Türkiye, 1949 yılındaki on kurucu üyenin ardından 1950 yılında Avrupa Konseyinin ilk yeni üyelerinden biri (13. üye) olmuştur.[2][3] Ülke 1963 yılında Avrupa Ekonomik Topluluğunun (AET) ortak üyesi oldu ve 1992'den 2011'de sona erene kadar Batı Avrupa Birliğinin ortak üyesiydi. Türkiye 1995 yılında AB ile bir Gümrük Birliği anlaşması imzalamış ve 12 Aralık 1999 tarihinde Avrupa Devlet ve Hükûmet Başkanları Konseyinin Helsinki zirvesinde tam üyelik için resmen aday olarak tanınmıştır.

Tam üyelik için müzakereler 3 Ekim 2005 tarihinde başlatılmıştır.[4] İlerleme yavaş oldu: katılım sürecinin tamamlanması için gerekli olan 35 fasıldan Mayıs 2016 itibarıyla sadece 16'sı açılmış ve biri kapatılmıştı.[5] Türkiye ile Avrupa Birliği arasında 2016 yılı başında imzalanan mülteci anlaşması, daha önce yaşanan durgunluğun ardından müzakereleri hızlandırmayı ve Türklerin Avrupa'ya vizesiz seyahat edebilmelerini sağlamayı amaçlıyordu.[6]

2016 yılından bu yana katılım müzakereleri durmuş durumda.[7] AB, Türkiye'yi insan hakları ihlalleri ve hukukun üstünlüğü alanındaki eksiklikleri nedeniyle suçladı ve eleştirdi.[8] 2017 yılında AB yetkilileri, Türkiye'de 2017 yılında yapılan anayasa referandumu ile oluşturulan güçlü cumhurbaşkanlığının, AB üyeliğine uygunluk için Kopenhag Kriterleri'ni ihlal edeceğini söyledi.[9]

20 Şubat 2019 tarihinde Avrupa Parlamentosunun bir komitesi, Türkiye hükümetinin eleştirilerine yol açacak şekilde, katılım müzakerelerinin askıya alınması yönünde oy kullanmıştır.[10][11][12] Dolayısıyla Türkiye'nin katılım müzakereleri fiilen durma noktasına gelmiş olup, başka hiçbir faslın açılması veya kapatılması düşünülmemekte ve AB-Türkiye Gümrük Birliği'nin modernizasyonuna yönelik daha fazla çalışma yapılması öngörülmemektedir.[13][14][15][16][17]
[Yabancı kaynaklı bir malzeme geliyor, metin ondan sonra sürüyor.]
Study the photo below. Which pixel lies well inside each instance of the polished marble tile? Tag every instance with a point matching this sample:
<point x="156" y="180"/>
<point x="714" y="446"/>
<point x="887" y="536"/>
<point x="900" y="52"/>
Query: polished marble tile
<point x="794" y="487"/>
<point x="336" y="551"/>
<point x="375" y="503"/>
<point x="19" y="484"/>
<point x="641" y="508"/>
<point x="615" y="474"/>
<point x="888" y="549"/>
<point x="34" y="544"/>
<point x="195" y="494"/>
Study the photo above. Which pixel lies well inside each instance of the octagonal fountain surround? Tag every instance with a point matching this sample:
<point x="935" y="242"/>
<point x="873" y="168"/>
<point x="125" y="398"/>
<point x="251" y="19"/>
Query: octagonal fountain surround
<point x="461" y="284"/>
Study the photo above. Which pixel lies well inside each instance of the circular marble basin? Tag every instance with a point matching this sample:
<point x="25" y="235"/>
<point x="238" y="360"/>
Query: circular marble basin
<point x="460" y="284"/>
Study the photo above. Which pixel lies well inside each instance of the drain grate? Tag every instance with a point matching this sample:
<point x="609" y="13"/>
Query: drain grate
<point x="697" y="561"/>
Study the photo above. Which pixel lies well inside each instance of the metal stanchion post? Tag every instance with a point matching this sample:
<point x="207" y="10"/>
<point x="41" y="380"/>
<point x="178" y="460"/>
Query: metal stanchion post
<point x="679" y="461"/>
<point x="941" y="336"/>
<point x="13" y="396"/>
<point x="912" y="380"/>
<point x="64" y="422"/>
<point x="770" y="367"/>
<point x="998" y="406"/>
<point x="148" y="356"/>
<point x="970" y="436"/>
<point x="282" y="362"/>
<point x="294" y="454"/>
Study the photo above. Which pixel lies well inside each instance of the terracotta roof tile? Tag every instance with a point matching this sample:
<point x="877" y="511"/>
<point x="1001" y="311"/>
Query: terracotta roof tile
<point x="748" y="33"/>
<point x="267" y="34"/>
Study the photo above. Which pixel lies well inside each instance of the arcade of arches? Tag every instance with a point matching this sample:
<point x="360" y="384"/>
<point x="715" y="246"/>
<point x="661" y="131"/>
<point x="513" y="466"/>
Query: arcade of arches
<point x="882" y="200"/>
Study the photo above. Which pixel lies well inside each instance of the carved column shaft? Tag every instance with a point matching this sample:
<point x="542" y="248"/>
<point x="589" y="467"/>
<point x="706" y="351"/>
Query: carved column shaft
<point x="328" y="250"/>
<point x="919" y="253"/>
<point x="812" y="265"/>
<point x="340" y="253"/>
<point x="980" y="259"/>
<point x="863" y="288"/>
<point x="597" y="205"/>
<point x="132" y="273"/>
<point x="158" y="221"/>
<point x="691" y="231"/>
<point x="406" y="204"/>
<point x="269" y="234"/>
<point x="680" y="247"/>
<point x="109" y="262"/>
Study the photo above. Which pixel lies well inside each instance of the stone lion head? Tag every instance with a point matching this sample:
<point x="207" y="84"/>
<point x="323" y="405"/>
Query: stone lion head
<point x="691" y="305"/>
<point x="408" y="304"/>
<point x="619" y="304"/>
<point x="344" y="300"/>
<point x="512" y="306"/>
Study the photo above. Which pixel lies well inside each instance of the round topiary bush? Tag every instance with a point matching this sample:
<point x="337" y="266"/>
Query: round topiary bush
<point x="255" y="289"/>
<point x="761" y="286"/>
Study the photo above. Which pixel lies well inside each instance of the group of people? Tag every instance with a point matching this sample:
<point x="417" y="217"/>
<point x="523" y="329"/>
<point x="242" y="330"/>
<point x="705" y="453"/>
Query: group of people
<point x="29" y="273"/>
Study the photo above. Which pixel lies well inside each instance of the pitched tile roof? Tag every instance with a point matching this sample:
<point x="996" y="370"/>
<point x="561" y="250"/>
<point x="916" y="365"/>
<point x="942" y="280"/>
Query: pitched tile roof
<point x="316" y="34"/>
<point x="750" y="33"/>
30 Ocak 2023 tarihinde, Türkiye'deki Altılı Masa (o zamanki ana muhalefet ittifakı) ortak politikalar için bir mutabakat zaptı yayınladı. Bu mutabakat, muhalefetin o yılki seçimlerde seçilmeleri halinde AB katılım müzakerelerine devam etme niyetini yeniden teyit etmişti.[18][19] Türkiye; Arnavutluk, Bosna-Hersek, Gürcistan, Moldova, Karadağ, Kuzey Makedonya, Sırbistan ve Ukrayna ile birlikte AB'ye aday dokuz ülkeden biridir.

Tarihçe

Arka plan

Türkiye'nin 13 Nisan 1950 tarihinde katıldığı Avrupa Konseyinin merkezi olan Strazburg'daki Avrupa Sarayı[2][3]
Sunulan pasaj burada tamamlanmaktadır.